Mechanisms and Trends of Guaiacol Hydrodeoxygenation on Transition Metal Catalysts

Understanding the mechanisms of guaiacol’s catalytic hydrodeoxygenation (HDO) is essential to remove the oxygen excess in bio-oils. The present work systematically examines guaiacol’s HDO mechanisms to form benzene on six transition metal (TM) catalysts using density functional theory calculations. The results suggested a preferable Caryl−O bond scission on Ni (111) and Co (0001), whereas on Fe (110), the Caryl–OH bond scission is the most likely pathway. The C−O scission on Pd (111) and Pt (111) is not energetically feasible due to their high activation barriers and endothermic behaviour. Fe (110) also demonstrated its high oxophilic character by challenging the desorption of oxygenated products.
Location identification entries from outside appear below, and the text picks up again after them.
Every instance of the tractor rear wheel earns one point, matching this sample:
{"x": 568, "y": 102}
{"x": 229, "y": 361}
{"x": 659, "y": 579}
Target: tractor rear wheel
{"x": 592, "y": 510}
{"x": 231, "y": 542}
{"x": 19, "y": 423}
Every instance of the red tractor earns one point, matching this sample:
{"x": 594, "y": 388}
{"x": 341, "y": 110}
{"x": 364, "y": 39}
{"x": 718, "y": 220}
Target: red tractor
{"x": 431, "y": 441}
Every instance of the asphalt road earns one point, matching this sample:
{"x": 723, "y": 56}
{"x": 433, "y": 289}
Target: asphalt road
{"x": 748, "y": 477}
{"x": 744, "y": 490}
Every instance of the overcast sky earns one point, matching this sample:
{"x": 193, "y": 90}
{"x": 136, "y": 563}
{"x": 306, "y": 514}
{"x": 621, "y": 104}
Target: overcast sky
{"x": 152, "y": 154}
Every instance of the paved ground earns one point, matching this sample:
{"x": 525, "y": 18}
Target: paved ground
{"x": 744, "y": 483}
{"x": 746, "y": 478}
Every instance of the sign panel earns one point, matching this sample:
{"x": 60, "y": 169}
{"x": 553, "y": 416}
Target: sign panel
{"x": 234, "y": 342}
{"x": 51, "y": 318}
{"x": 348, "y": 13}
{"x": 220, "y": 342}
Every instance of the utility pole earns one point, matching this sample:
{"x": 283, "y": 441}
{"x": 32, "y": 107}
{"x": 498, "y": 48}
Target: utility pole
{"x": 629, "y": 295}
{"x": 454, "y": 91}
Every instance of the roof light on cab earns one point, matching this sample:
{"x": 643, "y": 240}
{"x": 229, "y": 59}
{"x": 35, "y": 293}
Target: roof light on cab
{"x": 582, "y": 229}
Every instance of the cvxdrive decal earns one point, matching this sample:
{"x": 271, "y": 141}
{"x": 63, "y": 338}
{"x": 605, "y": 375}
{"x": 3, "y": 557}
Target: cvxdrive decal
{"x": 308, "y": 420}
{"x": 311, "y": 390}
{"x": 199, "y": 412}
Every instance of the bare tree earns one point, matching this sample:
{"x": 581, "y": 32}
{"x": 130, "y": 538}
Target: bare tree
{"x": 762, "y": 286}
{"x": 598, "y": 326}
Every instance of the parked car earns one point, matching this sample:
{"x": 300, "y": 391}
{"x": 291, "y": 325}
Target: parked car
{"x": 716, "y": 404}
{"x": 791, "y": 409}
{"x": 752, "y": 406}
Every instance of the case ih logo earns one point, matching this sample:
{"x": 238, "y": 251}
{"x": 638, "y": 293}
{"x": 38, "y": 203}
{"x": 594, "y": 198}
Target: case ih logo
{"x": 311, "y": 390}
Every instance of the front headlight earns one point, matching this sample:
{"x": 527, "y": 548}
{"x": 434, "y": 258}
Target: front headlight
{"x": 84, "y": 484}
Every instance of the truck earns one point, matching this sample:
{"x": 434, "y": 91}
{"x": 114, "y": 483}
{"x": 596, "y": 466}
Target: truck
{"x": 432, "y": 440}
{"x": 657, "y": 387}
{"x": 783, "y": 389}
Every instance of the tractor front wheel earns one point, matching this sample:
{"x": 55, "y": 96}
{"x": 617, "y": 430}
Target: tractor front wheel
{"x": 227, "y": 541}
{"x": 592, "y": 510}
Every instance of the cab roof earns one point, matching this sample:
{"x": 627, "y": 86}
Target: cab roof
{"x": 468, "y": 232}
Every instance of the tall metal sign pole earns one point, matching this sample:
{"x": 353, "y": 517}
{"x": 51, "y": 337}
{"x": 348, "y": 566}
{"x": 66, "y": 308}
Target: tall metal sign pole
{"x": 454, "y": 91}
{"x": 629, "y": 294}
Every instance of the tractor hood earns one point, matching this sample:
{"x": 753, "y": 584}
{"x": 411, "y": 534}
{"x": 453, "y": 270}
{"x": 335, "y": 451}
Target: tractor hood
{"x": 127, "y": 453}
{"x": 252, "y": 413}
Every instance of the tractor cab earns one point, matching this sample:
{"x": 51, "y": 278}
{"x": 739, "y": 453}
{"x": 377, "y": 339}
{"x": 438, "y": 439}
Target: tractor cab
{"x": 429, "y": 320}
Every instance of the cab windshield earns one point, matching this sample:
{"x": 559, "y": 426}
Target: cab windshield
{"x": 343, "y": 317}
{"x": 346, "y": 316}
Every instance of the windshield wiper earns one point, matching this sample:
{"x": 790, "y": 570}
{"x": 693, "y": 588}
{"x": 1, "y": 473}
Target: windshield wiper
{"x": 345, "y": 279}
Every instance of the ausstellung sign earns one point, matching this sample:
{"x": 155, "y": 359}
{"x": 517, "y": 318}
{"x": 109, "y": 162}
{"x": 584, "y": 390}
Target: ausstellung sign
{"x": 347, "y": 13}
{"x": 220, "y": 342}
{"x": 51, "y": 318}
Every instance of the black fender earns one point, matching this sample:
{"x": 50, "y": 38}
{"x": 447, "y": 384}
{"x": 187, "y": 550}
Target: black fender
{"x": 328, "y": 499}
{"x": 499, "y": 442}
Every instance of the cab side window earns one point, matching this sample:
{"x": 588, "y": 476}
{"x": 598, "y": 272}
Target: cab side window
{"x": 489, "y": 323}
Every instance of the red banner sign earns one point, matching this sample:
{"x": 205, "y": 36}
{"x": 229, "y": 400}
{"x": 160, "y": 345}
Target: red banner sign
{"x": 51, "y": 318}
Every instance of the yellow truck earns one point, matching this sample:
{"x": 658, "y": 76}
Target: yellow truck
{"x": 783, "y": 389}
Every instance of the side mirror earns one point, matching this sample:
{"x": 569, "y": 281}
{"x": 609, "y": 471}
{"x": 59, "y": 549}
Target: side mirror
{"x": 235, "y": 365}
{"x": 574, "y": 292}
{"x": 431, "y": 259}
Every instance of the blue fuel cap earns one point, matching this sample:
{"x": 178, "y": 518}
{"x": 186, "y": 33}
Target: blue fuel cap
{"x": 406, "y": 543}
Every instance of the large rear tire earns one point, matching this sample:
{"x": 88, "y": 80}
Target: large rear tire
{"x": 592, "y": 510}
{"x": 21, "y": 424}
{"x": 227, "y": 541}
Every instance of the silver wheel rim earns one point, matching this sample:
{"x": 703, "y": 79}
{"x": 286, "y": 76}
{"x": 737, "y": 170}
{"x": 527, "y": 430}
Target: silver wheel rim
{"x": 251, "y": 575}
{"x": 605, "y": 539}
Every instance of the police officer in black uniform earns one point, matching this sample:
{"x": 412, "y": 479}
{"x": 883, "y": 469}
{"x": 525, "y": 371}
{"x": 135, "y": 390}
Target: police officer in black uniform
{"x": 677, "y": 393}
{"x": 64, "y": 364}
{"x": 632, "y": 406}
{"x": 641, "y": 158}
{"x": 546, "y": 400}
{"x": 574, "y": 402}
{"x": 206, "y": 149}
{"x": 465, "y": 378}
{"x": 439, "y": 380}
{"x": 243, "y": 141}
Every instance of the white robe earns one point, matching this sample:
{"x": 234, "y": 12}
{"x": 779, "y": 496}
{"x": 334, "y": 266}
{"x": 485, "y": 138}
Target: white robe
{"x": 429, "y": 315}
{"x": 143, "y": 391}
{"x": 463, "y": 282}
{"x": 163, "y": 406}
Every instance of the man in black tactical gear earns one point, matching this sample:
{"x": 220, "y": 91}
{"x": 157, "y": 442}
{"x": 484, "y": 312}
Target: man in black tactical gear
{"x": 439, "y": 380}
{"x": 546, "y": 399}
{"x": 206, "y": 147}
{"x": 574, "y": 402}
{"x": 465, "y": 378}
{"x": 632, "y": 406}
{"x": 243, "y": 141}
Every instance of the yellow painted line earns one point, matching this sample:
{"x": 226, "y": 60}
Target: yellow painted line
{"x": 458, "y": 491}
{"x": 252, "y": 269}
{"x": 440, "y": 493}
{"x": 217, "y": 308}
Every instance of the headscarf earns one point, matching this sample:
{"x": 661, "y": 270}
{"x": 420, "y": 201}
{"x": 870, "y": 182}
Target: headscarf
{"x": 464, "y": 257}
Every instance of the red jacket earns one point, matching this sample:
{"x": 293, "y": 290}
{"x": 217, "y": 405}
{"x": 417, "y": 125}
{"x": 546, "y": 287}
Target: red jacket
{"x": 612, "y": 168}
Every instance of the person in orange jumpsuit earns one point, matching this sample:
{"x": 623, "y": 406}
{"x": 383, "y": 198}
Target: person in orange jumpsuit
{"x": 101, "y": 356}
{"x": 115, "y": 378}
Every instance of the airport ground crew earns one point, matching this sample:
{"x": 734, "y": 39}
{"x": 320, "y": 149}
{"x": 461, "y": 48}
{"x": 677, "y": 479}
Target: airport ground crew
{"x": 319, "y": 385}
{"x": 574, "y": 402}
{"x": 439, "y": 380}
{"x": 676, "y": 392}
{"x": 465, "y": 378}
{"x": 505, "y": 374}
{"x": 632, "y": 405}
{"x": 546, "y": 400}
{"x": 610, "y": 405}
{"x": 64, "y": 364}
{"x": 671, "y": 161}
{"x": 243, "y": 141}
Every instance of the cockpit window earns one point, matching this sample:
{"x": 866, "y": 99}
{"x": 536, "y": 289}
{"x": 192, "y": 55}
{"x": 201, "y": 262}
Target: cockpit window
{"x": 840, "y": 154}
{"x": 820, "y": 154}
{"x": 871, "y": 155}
A detailed analysis concludes that Co (0001) and Ni (111) are the most favourable in breaking phenolic compounds’ C−O type bonds. Brønsted-Evans-Polanyi (BEP) and transition state scaling (TSS) models were implemented on the catalytic results to derive trends and accelerate the catalyst design and innovation. TSS demonstrated a reliable trend in defining dissociation and association reaction energies. The phenyl ring-oxo-group and the metal-molecule distances complement the catalysts’ oxophilicity as selectivity descriptors in the HDO process.